Он рассказал о небывалом героизме бойцов 10-й дивизии войск НКВД, которой командовал полковник Сараев, о самоотверженной работе сотрудников управления НКВД, о захвате фельдмаршала Паулюса и его штаба, о разрушениях в городе.
— А вы помните Мокшина? Ивана Ивановича? — спросил Прошин, вспомнив о своей последней встрече с ним.
— Как же, как же, помню, — тихо проговорил Земсков и тяжело вздохнул. — Нет больше Ивана Ивановича Мокшина…
— Как нет?
— На днях получил письмо от товарищей. Во время сражения под Ростовом был убит командир батальона морской пехоты, Мокшин принял командование на себя и тоже погиб…

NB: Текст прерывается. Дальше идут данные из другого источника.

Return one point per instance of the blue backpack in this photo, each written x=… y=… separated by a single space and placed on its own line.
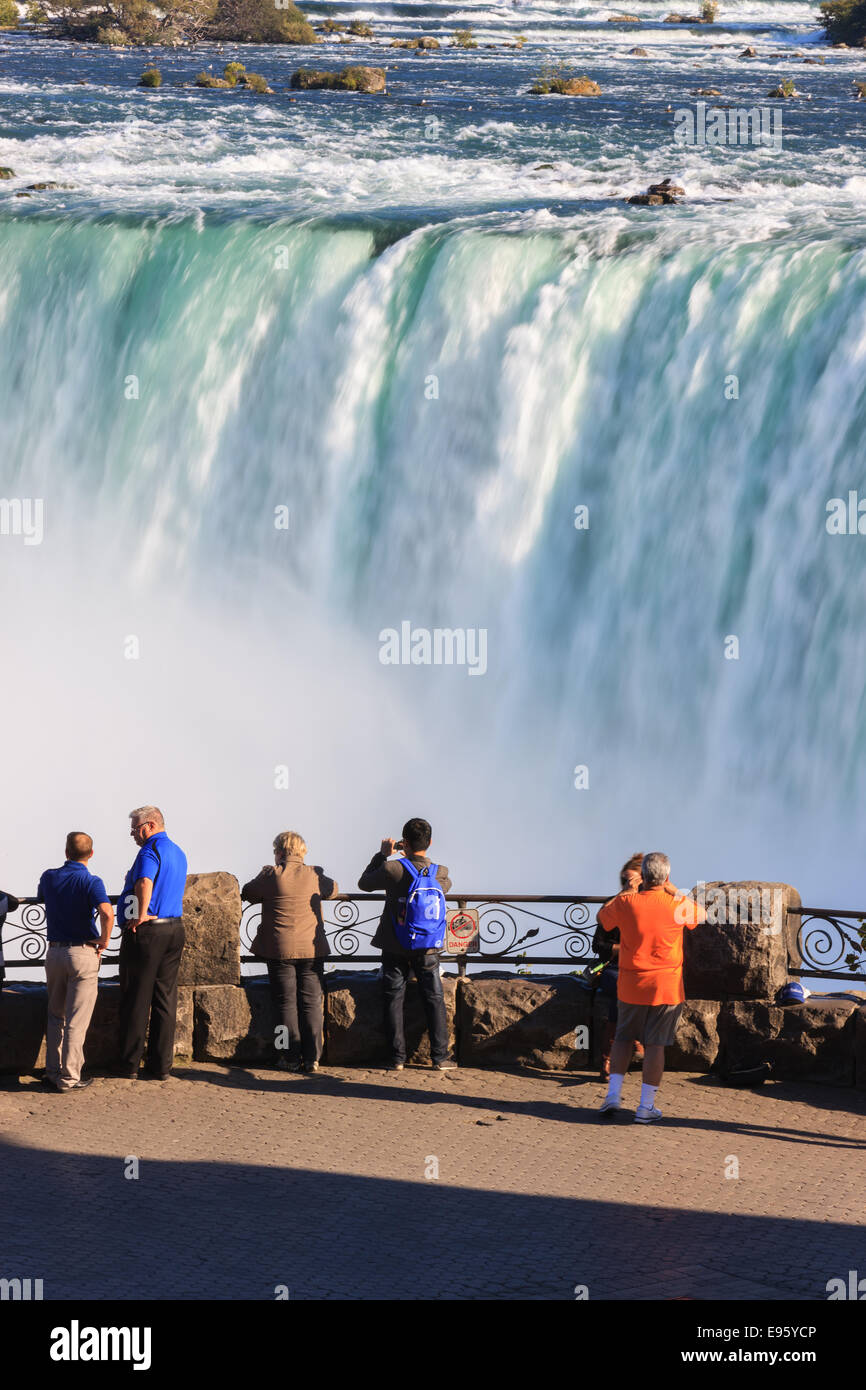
x=420 y=918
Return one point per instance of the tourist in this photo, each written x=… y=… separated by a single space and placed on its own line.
x=649 y=986
x=606 y=947
x=401 y=879
x=292 y=943
x=150 y=913
x=74 y=900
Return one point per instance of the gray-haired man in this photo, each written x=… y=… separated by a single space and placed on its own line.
x=649 y=986
x=150 y=912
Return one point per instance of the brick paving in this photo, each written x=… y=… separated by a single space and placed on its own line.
x=252 y=1179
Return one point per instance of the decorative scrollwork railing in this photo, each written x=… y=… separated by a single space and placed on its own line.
x=510 y=927
x=830 y=938
x=25 y=943
x=513 y=929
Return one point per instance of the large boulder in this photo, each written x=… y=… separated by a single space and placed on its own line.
x=22 y=1014
x=520 y=1020
x=812 y=1041
x=234 y=1023
x=747 y=945
x=697 y=1044
x=349 y=79
x=578 y=86
x=211 y=922
x=355 y=1019
x=859 y=1048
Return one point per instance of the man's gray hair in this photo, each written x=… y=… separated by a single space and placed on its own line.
x=655 y=869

Наступила минута тягостного молчания, Земсков опустил глаза, беззвучно постучал пальцами по столу.
— Видно, все-таки есть у человека предчувствие, — сказал Прошин. И, заметив недоуменный взгляд Земскова, пояснил: — Совсем недавно я встречался с ним. «Я бесконечно рад нашей встрече, может быть последней», — сказал он, прощаясь. Говорю: «Что ты, Иван Иванович». А он ответил: «До Берлина далеко — всякое может быть. В случае чего, куры-кочеты, не поминай лихом».